A comprehensive, disciplined approach to contract lifecycle management (CLM) is critical to navigating the volume and complexities of business agreements today. According to the 2025 CLOC State of the Industry Report, 62% of organizations are using CLM technology to achieve this.
While CLM solutions can streamline and add structure to some or all aspects of the contract lifecycle, the game and opportunity to improve processes has changed significantly in this age of generative AI.
Just over half (54%) of the CLOC report respondents plan to implement AI and 33% plan to adopt workflow tools within the next one to two years. It’s with good reason – generative AI promises unprecedented efficiency, accuracy, and scalability. But achieving those benefits requires a strong understanding of the CLM solution landscape and the use cases and approach for applying this technology.

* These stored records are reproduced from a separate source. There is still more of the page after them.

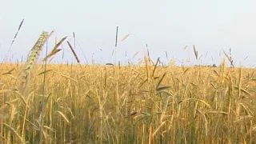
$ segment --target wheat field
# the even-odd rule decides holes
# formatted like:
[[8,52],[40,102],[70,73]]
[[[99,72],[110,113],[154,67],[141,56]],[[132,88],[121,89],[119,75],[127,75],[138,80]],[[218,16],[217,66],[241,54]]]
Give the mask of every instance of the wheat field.
[[50,35],[0,66],[2,143],[256,142],[255,69],[37,63]]

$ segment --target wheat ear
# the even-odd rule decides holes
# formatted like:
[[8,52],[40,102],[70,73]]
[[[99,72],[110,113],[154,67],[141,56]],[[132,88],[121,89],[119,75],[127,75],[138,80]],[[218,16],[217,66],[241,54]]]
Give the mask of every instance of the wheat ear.
[[24,88],[26,87],[26,83],[27,83],[29,78],[30,76],[30,72],[31,72],[32,68],[34,65],[34,62],[39,56],[39,52],[42,50],[42,47],[43,46],[43,45],[46,42],[47,38],[51,35],[52,33],[50,33],[49,34],[48,32],[42,31],[42,33],[39,36],[38,41],[36,42],[36,43],[34,44],[34,46],[31,49],[30,52],[28,55],[27,60],[26,62],[24,69],[22,71],[22,74],[20,75],[20,77],[21,77],[21,80],[20,80],[21,83],[19,85],[20,90],[24,90]]

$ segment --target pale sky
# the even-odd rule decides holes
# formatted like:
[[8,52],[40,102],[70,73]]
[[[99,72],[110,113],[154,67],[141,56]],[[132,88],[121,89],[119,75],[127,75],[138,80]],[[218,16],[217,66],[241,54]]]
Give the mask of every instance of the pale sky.
[[[75,50],[82,63],[86,63],[85,57],[91,62],[92,56],[96,62],[113,62],[114,56],[111,54],[118,26],[117,60],[122,63],[138,51],[132,62],[137,62],[143,56],[143,47],[136,37],[131,35],[121,42],[131,33],[148,45],[154,61],[160,57],[167,63],[174,58],[178,65],[180,62],[187,65],[186,59],[190,58],[189,64],[219,65],[224,58],[223,53],[219,56],[220,50],[228,52],[230,47],[236,66],[256,64],[254,0],[2,0],[0,3],[1,62],[20,22],[25,18],[9,54],[12,62],[26,57],[42,30],[54,30],[49,49],[53,47],[56,37],[59,40],[75,32],[76,41],[85,54],[77,43]],[[70,39],[70,42],[74,41]],[[202,54],[200,60],[194,58],[193,45],[198,56]],[[185,46],[188,46],[186,50]],[[74,62],[66,42],[63,48],[66,49],[64,58],[60,52],[53,62]]]

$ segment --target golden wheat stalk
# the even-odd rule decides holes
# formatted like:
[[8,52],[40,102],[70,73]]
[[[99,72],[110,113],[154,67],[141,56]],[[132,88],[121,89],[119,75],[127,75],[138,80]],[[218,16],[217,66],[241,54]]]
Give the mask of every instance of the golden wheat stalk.
[[21,89],[24,89],[24,87],[26,86],[26,83],[28,82],[35,61],[38,59],[39,56],[39,53],[42,50],[42,47],[46,43],[47,38],[51,35],[53,31],[49,34],[48,32],[42,31],[38,41],[31,49],[28,55],[28,58],[26,62],[24,70],[22,71],[22,74],[21,74],[21,84],[20,84]]
[[194,45],[194,54],[195,58],[198,59],[198,51],[196,50]]
[[70,43],[70,42],[67,41],[67,44],[69,45],[69,46],[70,46],[70,50],[71,50],[71,51],[72,51],[72,53],[73,53],[75,59],[77,60],[77,62],[78,62],[78,63],[80,63],[80,60],[78,59],[78,55],[75,54],[75,52],[74,52],[74,50],[71,44]]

5 Ways Generative AI is Advancing Innovation in CLM
Generative AI is just beginning to fully integrate across the contracting lifecycle, from pre- to post-execution. Many of today’s providers specialize in niche processes only. Here are five examples of where generative AI is boosting the capabilities of CLM tools.
- Metadata abstraction
Instead of manually entering key information (like payment terms, deadlines, or parties involved), generative AI automatically extracts these data points from uploaded contracts and populates them within the system. Benefit: Streamlined data entry.
- Review and redlining
Traditional CLM platforms rely on pre-configured clause libraries for drafting and reviewing. Generative AI eliminates this dependency by analyzing legacy contracts, creating a repository of fallback clauses, and suggesting replacements or edits during the review process. Benefit: Faster negotiations.
- Clause libraries
Generative AI can build a clause library dynamically in real time. When drafting or reviewing contracts, users can pick clauses and fallback options directly informed by historical patterns. Benefit: Compliance and consistency.
- Language support
Generative AI solutions now support processing contracts in up to six or seven languages. This helps global organizations efficiently manage multilingual agreements without the burden of translation efforts. Benefit: Global capabilities.
- Search and query
Some advanced CLM platforms are embedding AI-powered search capabilities through integration with platforms like ChatGPT. Users can query systems for specific contract-related information, and the AI pulls relevant clauses, obligations, or details instantly. Benefit: Time savings.
Legal Liability: Negligence and Legal Malpractice
Attorneys have a duty of care to safeguard client funds and confidential information. If attorneys fail to implement cybersecurity safeguards, it can result in disciplinary action, malpractice claims, and reputational damage.
- Negligence: Clients can claim that an attorney failed to implement reasonable cybersecurity measures, such as verifying wire instructions by phone, using multi-factor authentication, or securing email communications.
- Legal Malpractice: If an attorney's failure to implement adequate cybersecurity measures results in financial harm to the client, they may face malpractice claims. The ABA Model Rules of Professional Conduct, particularly Rule 1.1 (Competence) and Rule 1.6 (Confidentiality), require attorneys to take reasonable steps to protect sensitive client information.
Even if an attorney did not knowingly facilitate a fraudulent transaction, failing to take preventive measures can expose them to liability. To mitigate these risks, attorneys must adopt proactive cybersecurity governance, including client data protection strategies and thorough verification protocols.
The Biggest Misconception of Generative AI and CLM
It’s important to note that the use of generative AI and CLM tools doesn’t have to be mutually exclusive.
Some CLM platforms have started embedding generative AI features into their workflows. If you already have a CLM system, oftentimes a generative AI module can be seamlessly added.
Taking Advantage of Service Providers in the CLM Space
There are two main ways to partner with a service provider to optimize the use of generative AI-enabled CLM technology.
Organizations can take a tech-as-a-service approach. This strategy allows businesses to partner with service providers who already have an AI tech stack – like Integreon – to pilot AI solutions before committing to licenses or infrastructure. Benefits: Lower costs, reduced risk, and access to expert guidance.
For those who do take on the investment and implementation of CLM tools, service providers can help in several ways:
- Expert configuration of generative AI modules
- Playbook development and iterative updates
- Modular AI deployment that aligns with specific use cases
- End-to-end support for contract abstraction, redlining, and review
The result of this level of support: faster return on tech investment. And a greater certainty of long-term success.
Whether you’re working with an existing CLM or exploring a standalone AI solution, understanding your organization’s needs and future goals is key to success. The innovation of generative AI within the CLM space is far from over, and organizations will need to continually evolve their strategies to drive ongoing ROI from their CLM tools.